Lions keep an eye on vision health

Lions Club of Grand Cayman members visit First Baptist school to carry out eye screenings: From left, teacher Maylene Gangway, Dr Joanna Soutter, Lions Carmin Godfrey, Andrew Hulse, Colleen Burke and Adrian Neblett, with student Elijah Bain.

Each year on World Sight Day, the Lions Club of Grand Cayman, like many Lions Clubs worldwide, makes dedicated efforts to highlight the importance of eye health.

To bring awareness of blindness and vision impairment, Lions Club members have been visiting schools throughout Grand Cayman this week to help carry out vision checks on young students.

Globally on World Sight Day, Oct. 13, Lions Clubs will be instrumental in conducting vision screenings, eyeglass donations, restorative surgeries and eye health education programs.

For decades, the Lions Club of Grand Cayman has conducted annual vision screenings at public and private schools throughout the Cayman Islands.

“This is just one way in which the Club is working to provide vision awareness and care to children,” a press release from the Lions Club of Grand Cayman states. “Our program provides the opportunity for children who might not otherwise have access to vision screenings [or] eyeglasses as it provides for glasses and follow-up care as needed free to children in need.”

‘Eye Care for All’

The theme of this year’s World Sight Day is “Eye Care For All.”

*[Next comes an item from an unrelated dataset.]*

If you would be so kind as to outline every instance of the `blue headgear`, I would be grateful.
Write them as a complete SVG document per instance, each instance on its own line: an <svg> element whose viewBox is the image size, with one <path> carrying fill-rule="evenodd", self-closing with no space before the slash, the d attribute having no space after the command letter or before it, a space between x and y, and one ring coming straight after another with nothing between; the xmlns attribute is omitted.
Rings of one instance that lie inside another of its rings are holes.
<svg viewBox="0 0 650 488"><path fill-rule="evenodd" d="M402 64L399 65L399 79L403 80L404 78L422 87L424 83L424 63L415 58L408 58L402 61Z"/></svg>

“To show your support on World Sight Day and every day, we urge you to engage in discussions of eye health with persons in great need of eye care and those who seldom receive an eye examination to discuss eye services,” the Lions Club said in its statement.

Helena Cilliers, an ophthalmic surgeon based at the Lions Eye Clinic, pointed out that according to the World Health Organization, about 285 million people have visual impairment, of which 39 million are blind.

“How fortunate you are, because if you are reading this, your sight enables you to discern print and to see probably so much more once you start looking at the world around you,” she said.

“You will then notice that some people are struggling with their vision in everyday life, being part of the 4.25 percent having to deal with their visual impairment.”

Dr. Cilliers said 80 percent of visual impairment is treatable by correcting vision with glasses; having cataract surgery; and by having one’s eyes checked and treated for glaucoma. In Cayman and the Caribbean, where diabetes is prevalent, special attention needs to be given to eye care, as cataracts and glaucoma are more prevalent in diabetics, she said.

“Depending on the duration and control of [diabetes mellitus], diabetic retinopathy, if managed actively, can prevent the sight-threatening complications associated with this disease,” Dr. Cilliers said.

Annual screening for diabetics

She said the Lions Eye Clinic aims to establish an annual diabetic retinopathy screening service based on the WHO objective of saving sight. “By following the international guidelines set by this program, we will be able to significantly reduce visual impairment,” she said.

“Annual diabetic retinopathy screening for each person diagnosed with diabetes mellitus will be a long-term project, as this is in the early stages of planning and finding dedicated funding.”